3.1.5 | Hoe zien filiaalbedrijven het voorraadprobleem bij kleinere zelfstandige ondernemers? De filiaalbedrijven staan positief tegenover samenwerking tussen kleine zelfstandige ondernemers. Deze fashion retailers denken dat een systeem waardoor deze kleinere ondernemingen zonder filialen zouden kunnen interfiliëren de ‘nee-verkopen’ zal verminderen. Doordat zij dit zelf als positief ervaren. Ook denken zij dat kleinere ondernemingen goed kunnen bestaan naast deze grote filiaalbedrijven. De collecties zijn anders en de sfeer van de winkels ook. Zij zien zelf deze kleine ondernemingen niet als concurrentie maar als collega’s waar zij eventueel consumenten naar kunnen doorsturen.
3.2 | Hoe zien overkoepelende organisaties het voorraadprobleem bij retailers? Deze paragraaf beschrijft hoe overkoepelende organisaties als CBW-MITEX (branche organisatie) en Euretco (inkoopcombinatie) tegenover het voorraadprobleem bij retailers staan. Bij beiden organisaties hebben wij gesproken met medewerkers die samenwerken met bepaalde accounts binnen de modebranche.
1. Euretco: is een inkoopcombinatie voor zowel mode (dames, heren, kinder etc.), sport en wonen. Euretco heeft door middel van gezamenlijke inkoop als doel kwantum korting te bedingen bij leveranciers. Euretco is onlangs gefuseerd met Intres, een andere grote inkoopcombinatie van Nederland. 2. Retailpay: is een organisatie deels van Euretco, deels van Intres. Retailpay is verantwoordelijk voor al het betalingsverkeer tussen retailers, Euretco, Intres en leveranciers. Daarnaast houdt Retailpay zich bezig met het betalingsverkeer van webshops van de leden van Euretco en Intres. 2. CBW-MITEX: is de brancheorganisatie voor ondernemers in de woon-, mode-, schoenen- en sport branche. Zij behartigen de belangen van hun leden.
3.2.1 | Inkoop Euretco Door gezamenlijke inkoop bij retailers ontvangen deze kwantum korting. Euretco heeft geen zicht op wat de retailers inkopen, hier zijn de retailers geheel vrij in. Retailpay Retailpay heeft niks te maken met inkoop van retailers. Zij ontvangen de facturen van leveranciers en verwerken deze zo dat retailers deze moeten betalen aan (Euretco) retailpay.
32
CBW-MITEX CBW-MITEX heeft niks te maken met de inkoop van retailers. Wel gaven zij aan dat de inkoop nog steeds op een traditionele manier gaat waardoor het juiste artikel niet op het juiste moment op de juiste plaats is. Daarnaast is er nog de macht bij grote retailers als Zara. Zij hebben veel macht bij hun leveranciers, vooral met betalingen. Dit is niet gunstig voor de kleinere retailers. Kleine retailers hebben vaak 30 dagen om hun facturen te betalen. Terwijl grote spelers als bijvoorbeeld Zara vaak 90 dagen heeft om te betalen.

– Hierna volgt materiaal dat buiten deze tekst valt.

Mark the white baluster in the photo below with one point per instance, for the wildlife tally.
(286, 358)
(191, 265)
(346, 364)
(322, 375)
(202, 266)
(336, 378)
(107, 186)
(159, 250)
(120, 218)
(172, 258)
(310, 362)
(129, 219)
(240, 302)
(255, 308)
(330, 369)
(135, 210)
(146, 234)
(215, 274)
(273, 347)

3.2.2 | Voorraad Euretco Over de voorraad bij winkeliers kan Euretco weinig zeggen. Zij hebben hier geen gegevens van. Wel kunnen zij iets zeggen over de verkoop. Euretco werkt met een aantal leden met een benchmark om verkoop- en omzetgegevens te delen. Retailpay Retailpay heeft niks te maken met voorraden van retailers. Wat Retailpay wel doet is factureren aan retailers die onderling voorraden uitwisselen. Dit gebeurt tot dusver alleen bij alle Coach winkels in Nederland. Dit is een franchise organisatie die op verschillende plaatsen in Nederland zit. De winkels kunnen onderling contact opnemen met elkaar. De facturatie verloopt dan via Retailpay. De verzending en verzendkosten worden onderling besproken en afgehandeld. CBW-MITEX CBW-MITEX heeft ook niks te maken met voorraden bij retailers. Wel maken zij zich druk over de betalingen van voorraden. Doordat veel goederen worden geleverd via het traditionele goederen model krijgen veel retailers aan het begin van elk seizoen hun goederen geleverd. Hierdoor blijft de voorraad gedurende het hele seizoen hoog, waardoor de omzetsnelheid laag is en marges dalen.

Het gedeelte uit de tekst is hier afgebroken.